The Los GatosSaratoga Branch of AAUW is looking forward to many more years of sponsoring our bright local middle school girls to the exciting experience of Tech Trek.
—Margaret D. McCartney,
Tech Trek Committee member
League should be praised for its Patriot Act study
Many thanks to the League of Women Voters for doing the studying and bringing resolutions against the so-called Patriot Act to the city councils of Los Gatos, Monte Sereno and Saratoga, and soon to Campbell. San Jose and the County Board of Supervisors have also passed resolutions.
Security is a non-partisan issue and the misuse of it, stirring up fear, as was done to get the Patriot Act passed too quickly for legislators to have even read it through was a travesty. The unanimous Saratoga council vote gives us great hope that Patriot ll will not be passed.
To paraphrase Ben Franklin: Those who choose security over liberty will receive neither.
Again, many thanks to LWV.
—Barby and Vic Ulmer,
Paseo Presada
Resident is looking for some answers
I hope some well-informed Saratogan (Republican or Democrat) who understands the Iraq campaign will explain why America continues to sacrifice precious human lives and billions of dollars a week there while the international scene grows less stable with each passing week.

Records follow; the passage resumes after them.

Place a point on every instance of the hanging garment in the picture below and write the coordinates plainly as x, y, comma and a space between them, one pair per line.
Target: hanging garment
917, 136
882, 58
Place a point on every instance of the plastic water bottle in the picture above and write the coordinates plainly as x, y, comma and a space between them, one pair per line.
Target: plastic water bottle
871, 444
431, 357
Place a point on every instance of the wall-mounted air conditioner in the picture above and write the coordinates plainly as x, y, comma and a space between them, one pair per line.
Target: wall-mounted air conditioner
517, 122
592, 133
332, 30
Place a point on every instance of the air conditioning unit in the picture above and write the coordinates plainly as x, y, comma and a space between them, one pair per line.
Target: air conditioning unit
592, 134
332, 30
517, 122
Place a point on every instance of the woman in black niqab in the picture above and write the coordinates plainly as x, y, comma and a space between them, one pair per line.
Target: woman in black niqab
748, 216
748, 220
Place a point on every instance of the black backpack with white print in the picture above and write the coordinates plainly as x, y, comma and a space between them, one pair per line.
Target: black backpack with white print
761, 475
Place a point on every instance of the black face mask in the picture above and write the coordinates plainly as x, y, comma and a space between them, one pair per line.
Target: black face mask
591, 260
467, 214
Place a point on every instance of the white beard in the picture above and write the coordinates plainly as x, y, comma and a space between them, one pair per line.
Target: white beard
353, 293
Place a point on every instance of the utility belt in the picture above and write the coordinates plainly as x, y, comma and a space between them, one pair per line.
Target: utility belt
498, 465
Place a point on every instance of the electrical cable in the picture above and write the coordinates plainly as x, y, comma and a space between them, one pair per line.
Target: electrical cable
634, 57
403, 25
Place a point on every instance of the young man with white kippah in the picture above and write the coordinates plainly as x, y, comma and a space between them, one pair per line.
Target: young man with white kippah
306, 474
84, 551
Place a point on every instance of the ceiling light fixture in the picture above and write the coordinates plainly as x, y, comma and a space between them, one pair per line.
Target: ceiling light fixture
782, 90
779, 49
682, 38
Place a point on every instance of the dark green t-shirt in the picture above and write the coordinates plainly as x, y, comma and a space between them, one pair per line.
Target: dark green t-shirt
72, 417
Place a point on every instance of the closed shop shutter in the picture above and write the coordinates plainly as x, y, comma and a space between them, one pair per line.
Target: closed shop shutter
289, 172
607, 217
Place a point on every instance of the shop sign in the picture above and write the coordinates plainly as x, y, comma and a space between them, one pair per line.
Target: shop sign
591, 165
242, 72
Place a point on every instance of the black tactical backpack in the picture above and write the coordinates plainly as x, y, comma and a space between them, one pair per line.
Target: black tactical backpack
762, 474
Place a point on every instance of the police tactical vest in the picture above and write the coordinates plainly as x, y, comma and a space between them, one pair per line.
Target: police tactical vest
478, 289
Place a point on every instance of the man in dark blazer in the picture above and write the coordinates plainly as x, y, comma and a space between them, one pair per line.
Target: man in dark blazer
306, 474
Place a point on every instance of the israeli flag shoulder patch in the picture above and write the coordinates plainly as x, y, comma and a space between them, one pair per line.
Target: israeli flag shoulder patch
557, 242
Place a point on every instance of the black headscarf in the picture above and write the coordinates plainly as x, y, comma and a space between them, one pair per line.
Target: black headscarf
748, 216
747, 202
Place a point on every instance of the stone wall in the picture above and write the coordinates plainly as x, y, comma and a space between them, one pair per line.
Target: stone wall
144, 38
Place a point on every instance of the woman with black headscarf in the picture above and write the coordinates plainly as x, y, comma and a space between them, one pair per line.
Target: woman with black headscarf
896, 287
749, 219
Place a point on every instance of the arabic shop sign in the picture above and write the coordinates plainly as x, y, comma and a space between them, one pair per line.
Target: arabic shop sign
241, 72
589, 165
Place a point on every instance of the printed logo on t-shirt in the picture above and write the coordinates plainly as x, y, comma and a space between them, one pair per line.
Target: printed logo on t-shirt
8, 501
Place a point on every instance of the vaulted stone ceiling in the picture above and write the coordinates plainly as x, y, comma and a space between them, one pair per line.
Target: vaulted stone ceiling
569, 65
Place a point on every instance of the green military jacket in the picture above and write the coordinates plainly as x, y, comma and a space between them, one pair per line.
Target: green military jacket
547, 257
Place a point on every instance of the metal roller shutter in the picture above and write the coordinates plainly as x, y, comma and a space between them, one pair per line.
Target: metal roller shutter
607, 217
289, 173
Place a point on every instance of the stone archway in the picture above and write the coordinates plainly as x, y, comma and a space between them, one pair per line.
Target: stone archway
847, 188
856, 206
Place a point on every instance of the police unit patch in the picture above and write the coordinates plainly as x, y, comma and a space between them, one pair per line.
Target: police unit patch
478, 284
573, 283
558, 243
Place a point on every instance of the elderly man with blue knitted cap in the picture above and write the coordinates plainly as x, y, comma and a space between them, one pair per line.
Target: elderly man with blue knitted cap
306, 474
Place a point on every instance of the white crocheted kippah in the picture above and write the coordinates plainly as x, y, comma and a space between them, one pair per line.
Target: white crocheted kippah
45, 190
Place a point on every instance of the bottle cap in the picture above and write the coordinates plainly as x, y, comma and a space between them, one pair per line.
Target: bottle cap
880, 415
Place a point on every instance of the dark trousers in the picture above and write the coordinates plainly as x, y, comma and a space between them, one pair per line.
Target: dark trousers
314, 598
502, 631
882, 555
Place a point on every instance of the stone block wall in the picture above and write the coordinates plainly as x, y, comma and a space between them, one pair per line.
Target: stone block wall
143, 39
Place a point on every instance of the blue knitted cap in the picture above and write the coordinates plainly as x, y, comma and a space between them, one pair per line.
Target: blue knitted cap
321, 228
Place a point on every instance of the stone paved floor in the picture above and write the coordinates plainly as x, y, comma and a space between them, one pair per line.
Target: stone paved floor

Perhaps the think tanks such as the Heritage Foundation and the Hoover Institute that took such a large part in planning this war should be denied access to the White House for a while. We are told that the terrorists are an "unconventional" enemy but our generals are carrying out a very focused attempt at a four to five year military occupation. Even if successful, would our temporary control of Iraq's destiny stop the bombings in India, Indonesia or the Middle East, or prevent the terrorists from setting up shop in whatever country they please?

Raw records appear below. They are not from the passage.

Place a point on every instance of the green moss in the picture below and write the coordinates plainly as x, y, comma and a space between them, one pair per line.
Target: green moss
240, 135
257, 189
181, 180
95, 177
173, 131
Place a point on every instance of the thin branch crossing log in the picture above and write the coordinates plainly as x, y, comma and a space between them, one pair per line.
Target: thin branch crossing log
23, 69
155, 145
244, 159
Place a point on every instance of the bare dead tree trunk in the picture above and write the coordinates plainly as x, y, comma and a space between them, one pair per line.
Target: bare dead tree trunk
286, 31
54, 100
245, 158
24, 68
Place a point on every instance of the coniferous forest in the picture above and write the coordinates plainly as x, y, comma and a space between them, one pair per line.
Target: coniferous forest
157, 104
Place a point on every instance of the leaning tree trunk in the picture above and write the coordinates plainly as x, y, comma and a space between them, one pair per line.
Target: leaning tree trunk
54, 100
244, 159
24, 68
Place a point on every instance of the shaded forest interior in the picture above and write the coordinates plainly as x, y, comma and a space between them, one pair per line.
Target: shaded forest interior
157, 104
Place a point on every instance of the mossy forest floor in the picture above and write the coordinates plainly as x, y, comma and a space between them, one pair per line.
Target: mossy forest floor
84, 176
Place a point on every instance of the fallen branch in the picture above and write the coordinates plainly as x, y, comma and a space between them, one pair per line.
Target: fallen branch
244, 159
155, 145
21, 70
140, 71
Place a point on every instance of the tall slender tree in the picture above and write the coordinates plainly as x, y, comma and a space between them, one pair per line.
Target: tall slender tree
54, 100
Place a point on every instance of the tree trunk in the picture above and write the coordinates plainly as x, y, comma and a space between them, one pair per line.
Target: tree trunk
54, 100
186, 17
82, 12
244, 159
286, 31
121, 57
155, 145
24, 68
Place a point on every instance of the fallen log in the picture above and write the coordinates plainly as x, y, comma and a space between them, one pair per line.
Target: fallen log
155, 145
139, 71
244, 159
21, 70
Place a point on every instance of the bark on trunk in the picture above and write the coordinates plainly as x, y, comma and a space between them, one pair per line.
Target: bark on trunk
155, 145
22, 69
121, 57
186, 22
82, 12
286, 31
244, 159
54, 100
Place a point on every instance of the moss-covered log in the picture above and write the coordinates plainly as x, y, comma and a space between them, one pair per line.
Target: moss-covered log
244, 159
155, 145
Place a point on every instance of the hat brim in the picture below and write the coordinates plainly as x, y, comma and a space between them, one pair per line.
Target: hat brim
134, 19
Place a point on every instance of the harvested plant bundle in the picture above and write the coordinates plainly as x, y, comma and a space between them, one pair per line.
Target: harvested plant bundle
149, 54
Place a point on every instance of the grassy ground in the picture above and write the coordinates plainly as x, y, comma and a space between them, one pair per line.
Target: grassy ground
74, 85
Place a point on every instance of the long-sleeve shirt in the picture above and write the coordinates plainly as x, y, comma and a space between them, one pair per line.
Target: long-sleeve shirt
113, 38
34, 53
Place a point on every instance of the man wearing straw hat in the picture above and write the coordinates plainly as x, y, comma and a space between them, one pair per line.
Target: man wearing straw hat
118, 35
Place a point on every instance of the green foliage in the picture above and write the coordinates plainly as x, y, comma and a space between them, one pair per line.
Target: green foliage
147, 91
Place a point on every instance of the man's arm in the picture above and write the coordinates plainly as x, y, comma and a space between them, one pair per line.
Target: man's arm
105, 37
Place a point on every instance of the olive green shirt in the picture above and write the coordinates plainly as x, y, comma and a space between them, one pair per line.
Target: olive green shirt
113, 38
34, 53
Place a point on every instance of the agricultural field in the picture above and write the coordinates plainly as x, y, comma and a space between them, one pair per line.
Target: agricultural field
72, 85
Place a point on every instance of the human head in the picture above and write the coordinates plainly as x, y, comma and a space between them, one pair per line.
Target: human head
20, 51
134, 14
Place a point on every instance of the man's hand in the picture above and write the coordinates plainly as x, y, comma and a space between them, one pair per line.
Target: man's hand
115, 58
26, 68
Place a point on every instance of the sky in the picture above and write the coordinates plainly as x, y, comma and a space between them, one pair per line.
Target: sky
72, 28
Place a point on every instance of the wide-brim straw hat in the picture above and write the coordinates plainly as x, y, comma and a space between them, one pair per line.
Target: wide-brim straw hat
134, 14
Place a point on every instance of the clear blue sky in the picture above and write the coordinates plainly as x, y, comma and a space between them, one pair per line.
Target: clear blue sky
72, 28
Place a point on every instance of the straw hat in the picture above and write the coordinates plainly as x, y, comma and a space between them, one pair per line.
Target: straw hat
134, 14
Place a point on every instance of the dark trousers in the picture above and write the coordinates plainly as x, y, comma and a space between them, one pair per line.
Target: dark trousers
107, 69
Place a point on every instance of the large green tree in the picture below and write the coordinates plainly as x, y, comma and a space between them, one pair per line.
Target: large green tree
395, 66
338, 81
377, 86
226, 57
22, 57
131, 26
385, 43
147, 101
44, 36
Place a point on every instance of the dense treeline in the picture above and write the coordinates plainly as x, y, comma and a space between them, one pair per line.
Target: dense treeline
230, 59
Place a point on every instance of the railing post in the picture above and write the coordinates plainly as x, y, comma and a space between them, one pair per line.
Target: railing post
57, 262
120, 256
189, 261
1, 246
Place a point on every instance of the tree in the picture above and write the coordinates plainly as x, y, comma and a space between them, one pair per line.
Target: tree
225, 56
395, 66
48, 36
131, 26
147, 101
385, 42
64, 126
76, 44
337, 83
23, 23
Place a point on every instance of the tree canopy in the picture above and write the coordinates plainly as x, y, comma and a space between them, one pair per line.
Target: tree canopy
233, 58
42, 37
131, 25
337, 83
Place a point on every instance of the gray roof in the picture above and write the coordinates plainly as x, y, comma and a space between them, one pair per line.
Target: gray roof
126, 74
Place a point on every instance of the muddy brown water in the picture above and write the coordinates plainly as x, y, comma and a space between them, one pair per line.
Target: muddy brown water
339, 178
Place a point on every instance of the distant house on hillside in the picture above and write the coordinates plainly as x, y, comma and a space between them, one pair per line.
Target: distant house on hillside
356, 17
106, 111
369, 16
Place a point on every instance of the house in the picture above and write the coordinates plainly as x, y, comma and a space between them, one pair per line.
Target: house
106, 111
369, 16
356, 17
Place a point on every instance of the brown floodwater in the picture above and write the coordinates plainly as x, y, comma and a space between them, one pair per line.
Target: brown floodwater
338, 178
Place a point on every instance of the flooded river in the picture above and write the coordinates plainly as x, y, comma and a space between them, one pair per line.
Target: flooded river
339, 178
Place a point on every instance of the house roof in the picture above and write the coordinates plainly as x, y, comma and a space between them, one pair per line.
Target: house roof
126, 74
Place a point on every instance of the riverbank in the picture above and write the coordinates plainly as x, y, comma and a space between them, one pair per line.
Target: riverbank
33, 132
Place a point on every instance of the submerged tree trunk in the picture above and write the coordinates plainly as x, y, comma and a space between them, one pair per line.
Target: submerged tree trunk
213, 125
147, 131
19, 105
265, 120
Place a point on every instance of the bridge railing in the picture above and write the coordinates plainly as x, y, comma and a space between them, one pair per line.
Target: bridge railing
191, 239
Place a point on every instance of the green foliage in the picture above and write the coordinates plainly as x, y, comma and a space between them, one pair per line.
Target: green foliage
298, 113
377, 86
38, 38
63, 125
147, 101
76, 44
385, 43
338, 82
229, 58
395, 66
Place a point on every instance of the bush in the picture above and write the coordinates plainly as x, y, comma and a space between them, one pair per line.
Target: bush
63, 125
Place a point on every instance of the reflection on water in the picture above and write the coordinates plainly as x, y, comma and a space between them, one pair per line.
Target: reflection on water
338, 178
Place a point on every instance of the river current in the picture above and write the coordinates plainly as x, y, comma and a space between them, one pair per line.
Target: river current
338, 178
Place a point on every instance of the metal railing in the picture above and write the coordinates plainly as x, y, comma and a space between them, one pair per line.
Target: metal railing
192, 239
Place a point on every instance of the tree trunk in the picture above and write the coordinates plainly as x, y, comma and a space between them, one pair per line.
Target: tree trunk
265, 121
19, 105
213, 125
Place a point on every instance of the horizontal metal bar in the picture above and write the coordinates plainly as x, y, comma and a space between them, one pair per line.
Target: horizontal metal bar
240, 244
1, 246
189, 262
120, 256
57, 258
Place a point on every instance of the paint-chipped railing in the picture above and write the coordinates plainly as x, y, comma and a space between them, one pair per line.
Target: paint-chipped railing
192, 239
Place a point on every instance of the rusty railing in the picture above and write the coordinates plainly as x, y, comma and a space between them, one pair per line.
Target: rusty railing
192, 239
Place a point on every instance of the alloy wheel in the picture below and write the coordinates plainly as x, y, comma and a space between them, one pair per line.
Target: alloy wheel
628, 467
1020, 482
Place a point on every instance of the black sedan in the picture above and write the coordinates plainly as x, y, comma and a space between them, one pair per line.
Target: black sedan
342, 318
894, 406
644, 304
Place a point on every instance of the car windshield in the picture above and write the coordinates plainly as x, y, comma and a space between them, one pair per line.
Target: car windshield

It's been said that one of our objective is to make America's economic objectives more palatable to Muslim nations, but how likely is it that the military presence of an "infidel nation" [us] will help the effort? These things are extremely difficult to understand and are especially painful to think about when we consider the hundreds of soldiers lives' and thousands of civilian lives' that have already been lost; but perhaps someone can shed some light on it.